Choć wielu osobom wydaje się, że jestem człowiekiem sukcesu, który osiągnął w swoim życiu bardzo wiele i może pochwalić się nowoczesnym mieszkaniem, samochodem z salonu i wysokimi zarobkami, to w moim mniemaniu jestem wielkim przegranym, któremu nie udało się zrealizować życiowych planów i musiał zdecydować się na jakiś zamiennik.
W trakcie szkoły średniej marzyłem o dostaniu się na studia medyczne. Pragnąłem zostać chirurgiem, który pracą swoich rąk pomagałby innym wyjść z choroby. W ostateczności rozważałem również inne specjalizacje, jednak zawód lekarza nadal pozostawał bez zmian. Chciałem pracować w medycynie i koniec – to było moje powołanie.

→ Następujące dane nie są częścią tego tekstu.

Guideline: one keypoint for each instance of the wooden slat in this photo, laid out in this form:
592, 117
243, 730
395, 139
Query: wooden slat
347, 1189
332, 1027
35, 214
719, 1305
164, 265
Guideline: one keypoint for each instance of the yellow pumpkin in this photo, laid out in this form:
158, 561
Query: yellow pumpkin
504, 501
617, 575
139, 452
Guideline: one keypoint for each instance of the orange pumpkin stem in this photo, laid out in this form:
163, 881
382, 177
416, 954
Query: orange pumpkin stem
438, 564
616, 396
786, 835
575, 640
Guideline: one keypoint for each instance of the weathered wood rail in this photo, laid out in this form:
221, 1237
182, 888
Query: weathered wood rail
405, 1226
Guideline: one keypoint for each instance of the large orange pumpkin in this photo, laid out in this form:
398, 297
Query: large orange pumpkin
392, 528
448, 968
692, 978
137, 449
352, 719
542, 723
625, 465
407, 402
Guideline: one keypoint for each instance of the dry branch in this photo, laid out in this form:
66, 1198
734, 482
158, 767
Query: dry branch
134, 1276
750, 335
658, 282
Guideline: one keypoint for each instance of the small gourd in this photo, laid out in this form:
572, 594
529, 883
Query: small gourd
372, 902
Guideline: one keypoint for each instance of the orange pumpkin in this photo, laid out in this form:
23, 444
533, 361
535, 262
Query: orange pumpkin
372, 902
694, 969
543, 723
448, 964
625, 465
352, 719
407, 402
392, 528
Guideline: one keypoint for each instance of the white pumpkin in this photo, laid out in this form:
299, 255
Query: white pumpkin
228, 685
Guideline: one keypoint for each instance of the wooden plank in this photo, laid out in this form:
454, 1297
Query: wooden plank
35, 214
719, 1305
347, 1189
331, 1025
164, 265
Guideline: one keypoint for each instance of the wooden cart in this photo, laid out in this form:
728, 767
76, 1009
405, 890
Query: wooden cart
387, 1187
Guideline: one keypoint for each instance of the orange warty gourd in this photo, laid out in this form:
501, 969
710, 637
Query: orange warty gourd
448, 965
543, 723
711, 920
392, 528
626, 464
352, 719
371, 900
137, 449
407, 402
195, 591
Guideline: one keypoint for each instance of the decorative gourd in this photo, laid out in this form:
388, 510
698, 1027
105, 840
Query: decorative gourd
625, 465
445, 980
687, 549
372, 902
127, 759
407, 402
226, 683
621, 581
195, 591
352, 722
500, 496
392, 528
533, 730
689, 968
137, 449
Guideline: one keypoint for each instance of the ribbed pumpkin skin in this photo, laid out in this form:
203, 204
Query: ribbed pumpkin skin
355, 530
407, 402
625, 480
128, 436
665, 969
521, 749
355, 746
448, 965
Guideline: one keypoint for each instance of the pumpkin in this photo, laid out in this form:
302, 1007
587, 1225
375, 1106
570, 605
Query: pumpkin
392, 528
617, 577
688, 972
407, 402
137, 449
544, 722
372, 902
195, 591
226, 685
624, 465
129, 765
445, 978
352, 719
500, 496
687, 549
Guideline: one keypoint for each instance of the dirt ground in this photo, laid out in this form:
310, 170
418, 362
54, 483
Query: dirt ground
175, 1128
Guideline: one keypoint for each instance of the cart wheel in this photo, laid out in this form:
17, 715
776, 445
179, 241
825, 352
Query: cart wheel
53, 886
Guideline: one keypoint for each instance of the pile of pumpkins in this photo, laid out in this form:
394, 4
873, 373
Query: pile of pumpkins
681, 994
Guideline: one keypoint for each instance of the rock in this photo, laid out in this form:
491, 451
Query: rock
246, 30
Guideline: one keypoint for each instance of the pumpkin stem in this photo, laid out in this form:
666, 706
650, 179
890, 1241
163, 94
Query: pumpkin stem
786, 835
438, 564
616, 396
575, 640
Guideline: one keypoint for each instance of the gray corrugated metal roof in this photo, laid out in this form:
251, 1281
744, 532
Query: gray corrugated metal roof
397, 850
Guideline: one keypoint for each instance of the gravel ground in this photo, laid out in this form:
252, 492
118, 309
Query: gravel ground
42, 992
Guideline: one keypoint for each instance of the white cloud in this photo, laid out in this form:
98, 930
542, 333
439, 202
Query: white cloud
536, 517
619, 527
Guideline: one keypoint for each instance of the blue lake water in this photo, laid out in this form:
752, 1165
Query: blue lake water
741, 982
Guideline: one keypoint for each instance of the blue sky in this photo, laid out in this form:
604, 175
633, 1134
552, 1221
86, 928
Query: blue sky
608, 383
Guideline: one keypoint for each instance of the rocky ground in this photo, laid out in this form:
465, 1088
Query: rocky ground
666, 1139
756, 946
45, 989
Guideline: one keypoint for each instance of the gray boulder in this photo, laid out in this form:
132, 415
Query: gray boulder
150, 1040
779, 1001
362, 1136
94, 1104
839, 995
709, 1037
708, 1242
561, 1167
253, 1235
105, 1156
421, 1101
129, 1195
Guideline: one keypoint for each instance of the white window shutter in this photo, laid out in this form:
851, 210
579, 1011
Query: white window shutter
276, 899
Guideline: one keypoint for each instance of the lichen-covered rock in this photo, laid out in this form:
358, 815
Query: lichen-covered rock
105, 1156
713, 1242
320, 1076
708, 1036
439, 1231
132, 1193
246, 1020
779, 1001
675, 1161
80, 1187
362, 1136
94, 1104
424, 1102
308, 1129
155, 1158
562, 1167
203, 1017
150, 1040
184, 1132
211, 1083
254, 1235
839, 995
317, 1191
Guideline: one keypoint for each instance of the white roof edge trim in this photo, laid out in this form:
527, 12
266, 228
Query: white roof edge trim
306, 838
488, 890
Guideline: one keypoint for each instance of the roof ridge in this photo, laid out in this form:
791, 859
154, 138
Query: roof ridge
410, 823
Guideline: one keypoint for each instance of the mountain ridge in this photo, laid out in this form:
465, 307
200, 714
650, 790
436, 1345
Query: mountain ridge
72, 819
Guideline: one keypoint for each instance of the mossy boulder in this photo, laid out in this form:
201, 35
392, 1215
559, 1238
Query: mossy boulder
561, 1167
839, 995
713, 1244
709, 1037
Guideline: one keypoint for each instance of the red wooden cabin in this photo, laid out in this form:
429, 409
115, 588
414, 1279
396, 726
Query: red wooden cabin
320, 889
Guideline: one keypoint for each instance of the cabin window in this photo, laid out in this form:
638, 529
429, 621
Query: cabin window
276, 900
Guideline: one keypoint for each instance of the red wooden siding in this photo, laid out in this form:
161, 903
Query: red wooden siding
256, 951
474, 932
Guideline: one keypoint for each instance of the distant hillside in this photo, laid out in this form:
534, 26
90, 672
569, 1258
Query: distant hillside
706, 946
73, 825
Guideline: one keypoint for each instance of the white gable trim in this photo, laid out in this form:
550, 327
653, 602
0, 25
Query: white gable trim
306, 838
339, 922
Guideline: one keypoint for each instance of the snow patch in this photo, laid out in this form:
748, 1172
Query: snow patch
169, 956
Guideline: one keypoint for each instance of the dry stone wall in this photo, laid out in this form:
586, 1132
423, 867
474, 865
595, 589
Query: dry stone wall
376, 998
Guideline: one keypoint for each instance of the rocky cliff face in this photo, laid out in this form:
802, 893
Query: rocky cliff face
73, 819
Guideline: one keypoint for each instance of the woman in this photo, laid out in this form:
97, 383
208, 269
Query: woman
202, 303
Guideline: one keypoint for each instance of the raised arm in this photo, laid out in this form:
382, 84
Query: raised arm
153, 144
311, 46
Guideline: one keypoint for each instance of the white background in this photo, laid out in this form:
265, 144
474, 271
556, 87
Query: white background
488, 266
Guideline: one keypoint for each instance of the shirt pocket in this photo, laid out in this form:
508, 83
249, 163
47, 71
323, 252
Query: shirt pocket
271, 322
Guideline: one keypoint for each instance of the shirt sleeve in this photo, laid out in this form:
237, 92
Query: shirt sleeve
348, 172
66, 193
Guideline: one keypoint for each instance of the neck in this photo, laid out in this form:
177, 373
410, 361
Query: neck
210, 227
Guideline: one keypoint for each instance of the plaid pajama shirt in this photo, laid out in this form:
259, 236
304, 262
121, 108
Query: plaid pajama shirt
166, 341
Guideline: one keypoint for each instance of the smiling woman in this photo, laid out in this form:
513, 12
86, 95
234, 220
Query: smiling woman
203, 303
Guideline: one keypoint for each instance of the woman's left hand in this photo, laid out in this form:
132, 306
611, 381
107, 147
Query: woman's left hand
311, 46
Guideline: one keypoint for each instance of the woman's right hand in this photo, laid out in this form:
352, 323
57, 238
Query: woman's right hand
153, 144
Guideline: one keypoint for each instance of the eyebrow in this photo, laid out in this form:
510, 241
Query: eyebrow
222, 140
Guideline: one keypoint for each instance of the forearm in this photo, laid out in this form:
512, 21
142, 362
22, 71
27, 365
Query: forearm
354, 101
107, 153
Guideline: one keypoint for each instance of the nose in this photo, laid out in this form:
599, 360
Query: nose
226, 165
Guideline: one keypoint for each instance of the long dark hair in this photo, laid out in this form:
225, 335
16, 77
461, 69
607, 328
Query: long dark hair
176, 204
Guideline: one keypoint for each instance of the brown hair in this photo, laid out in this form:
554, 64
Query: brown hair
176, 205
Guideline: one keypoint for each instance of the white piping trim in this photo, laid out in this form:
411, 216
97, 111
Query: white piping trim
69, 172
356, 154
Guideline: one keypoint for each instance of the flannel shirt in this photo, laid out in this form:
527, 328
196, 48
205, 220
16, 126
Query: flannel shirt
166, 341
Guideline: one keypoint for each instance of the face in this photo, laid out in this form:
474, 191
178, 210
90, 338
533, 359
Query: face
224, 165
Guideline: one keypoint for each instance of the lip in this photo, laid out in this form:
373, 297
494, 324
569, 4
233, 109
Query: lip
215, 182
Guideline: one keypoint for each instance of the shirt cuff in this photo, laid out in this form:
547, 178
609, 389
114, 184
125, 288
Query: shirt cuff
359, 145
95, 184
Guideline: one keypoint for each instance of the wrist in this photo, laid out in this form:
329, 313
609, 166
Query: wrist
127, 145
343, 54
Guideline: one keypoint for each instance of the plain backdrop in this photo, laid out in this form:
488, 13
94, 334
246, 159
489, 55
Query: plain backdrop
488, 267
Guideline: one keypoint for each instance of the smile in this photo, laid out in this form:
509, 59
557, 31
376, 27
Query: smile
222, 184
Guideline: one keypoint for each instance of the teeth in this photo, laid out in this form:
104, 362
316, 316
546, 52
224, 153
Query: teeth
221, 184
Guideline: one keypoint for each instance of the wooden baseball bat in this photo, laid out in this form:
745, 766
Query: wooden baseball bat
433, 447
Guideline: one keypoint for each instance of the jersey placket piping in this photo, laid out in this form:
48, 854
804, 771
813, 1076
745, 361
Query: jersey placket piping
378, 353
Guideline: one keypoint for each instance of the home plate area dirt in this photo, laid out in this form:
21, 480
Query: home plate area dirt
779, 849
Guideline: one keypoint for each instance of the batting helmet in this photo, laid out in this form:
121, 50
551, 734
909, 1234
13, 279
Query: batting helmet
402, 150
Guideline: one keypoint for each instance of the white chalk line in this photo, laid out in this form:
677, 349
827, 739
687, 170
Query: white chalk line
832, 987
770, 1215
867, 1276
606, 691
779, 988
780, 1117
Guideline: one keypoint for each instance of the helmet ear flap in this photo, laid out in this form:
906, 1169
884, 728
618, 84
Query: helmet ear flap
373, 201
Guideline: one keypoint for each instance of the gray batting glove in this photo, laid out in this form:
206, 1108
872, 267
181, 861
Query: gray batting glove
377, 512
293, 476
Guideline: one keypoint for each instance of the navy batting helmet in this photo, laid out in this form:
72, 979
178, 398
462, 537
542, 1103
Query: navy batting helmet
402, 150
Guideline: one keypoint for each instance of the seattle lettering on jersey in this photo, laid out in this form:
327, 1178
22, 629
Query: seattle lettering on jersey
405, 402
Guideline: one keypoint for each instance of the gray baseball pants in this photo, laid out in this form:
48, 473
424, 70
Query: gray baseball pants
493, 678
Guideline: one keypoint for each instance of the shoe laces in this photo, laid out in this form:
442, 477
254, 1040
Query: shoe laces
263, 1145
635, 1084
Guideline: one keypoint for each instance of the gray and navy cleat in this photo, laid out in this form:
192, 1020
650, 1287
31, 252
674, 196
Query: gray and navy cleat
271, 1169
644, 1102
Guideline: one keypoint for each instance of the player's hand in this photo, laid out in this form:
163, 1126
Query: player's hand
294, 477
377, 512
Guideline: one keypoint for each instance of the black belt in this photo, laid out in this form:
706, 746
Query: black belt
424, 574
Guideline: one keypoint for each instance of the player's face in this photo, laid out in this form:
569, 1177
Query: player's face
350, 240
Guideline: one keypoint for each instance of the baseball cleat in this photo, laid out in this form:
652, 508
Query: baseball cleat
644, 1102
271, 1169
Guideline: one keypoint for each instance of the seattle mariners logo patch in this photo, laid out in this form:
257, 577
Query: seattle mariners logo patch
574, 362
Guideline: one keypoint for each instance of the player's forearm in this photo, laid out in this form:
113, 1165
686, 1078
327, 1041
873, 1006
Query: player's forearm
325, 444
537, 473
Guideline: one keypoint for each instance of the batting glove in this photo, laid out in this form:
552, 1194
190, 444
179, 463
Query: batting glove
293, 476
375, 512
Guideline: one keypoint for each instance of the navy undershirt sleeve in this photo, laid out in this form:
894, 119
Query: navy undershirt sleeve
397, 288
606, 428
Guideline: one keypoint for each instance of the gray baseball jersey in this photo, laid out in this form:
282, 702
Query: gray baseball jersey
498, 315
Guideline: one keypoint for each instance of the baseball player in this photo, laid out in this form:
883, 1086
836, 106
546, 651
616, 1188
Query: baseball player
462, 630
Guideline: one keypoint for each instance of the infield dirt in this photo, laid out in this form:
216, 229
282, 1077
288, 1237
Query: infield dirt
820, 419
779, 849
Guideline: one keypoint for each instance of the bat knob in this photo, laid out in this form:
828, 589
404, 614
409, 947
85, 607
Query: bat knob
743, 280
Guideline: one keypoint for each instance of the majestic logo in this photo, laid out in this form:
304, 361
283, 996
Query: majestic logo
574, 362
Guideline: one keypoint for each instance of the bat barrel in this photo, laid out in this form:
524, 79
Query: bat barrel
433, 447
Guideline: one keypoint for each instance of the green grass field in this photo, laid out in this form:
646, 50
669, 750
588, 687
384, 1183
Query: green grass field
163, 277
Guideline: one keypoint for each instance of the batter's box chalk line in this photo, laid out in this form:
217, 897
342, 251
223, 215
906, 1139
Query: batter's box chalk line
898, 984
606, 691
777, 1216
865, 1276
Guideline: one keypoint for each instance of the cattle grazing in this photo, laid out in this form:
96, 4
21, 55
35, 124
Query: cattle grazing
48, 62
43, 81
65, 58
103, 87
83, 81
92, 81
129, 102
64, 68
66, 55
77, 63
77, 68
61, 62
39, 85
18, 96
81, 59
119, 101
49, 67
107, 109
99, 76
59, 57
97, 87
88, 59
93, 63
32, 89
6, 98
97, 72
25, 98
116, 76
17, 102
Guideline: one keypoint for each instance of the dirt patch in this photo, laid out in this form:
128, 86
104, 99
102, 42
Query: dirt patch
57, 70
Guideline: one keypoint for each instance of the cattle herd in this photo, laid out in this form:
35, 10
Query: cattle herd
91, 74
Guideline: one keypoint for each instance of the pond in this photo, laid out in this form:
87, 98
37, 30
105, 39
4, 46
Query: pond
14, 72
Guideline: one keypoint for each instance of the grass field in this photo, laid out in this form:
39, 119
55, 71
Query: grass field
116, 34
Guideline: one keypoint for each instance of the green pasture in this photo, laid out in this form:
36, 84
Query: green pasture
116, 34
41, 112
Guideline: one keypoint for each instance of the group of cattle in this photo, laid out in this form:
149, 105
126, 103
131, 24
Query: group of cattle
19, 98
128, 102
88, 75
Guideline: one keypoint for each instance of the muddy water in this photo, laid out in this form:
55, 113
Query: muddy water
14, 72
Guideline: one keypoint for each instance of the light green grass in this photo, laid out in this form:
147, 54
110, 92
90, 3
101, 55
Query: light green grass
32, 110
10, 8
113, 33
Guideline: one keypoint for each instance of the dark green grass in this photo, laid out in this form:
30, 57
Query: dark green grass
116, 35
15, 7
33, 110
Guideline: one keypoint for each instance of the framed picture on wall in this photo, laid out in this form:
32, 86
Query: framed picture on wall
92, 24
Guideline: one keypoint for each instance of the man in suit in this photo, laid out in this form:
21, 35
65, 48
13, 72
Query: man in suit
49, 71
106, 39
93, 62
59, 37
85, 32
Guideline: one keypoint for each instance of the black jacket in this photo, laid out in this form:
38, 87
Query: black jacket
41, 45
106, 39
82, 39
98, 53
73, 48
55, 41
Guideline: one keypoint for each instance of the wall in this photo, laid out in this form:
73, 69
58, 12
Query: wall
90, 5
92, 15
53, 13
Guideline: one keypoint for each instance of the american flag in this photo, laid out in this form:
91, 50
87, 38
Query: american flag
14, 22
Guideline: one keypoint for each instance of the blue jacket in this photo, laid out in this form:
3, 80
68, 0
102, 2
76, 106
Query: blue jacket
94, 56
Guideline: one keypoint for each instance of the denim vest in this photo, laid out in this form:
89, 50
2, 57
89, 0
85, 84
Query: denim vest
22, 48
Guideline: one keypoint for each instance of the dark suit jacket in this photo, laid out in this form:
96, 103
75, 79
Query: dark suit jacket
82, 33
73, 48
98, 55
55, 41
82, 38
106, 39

Niestety, los bywa czasami okrutny i mimo długich miesięcy przygotowań matura poszła mi na tyle kiepsko, że nie udało mi się dostać na żadną uczelnię medyczną. Świat mi się wtedy załamał, jednak z czasem stwierdziłem, że spróbuję raz jeszcze, za rok – wiele osób zaczyna studia nieco później i nikt się temu nie dziwi. Przez rok uczyłem się jak szalony – nie poszedłem nigdzie do pracy, bo bałem się, że nie będę miał czasu na naukę i zawalę najważniejszy egzamin mojego życia. Jak widać nawet praca nie była do tego potrzebna, bo mój przeuczony egzamin nie wytrzymał i akurat na czas matur wylądowałem w szpitalu z powodu wycieńczenia organizmu. Marzenia o medycynie legły w gruzach.
Po jakimś czasie udało mi się pozbierać na tyle, by zacząć szukać pracy. Poszedłem na studia zaoczne na marketing, a w między czasie pracowałem (i pracuję) jako przedstawiciel medyczny Pabianice. W medycynie zostałem, choć nie jest to to, o czym marzyłem.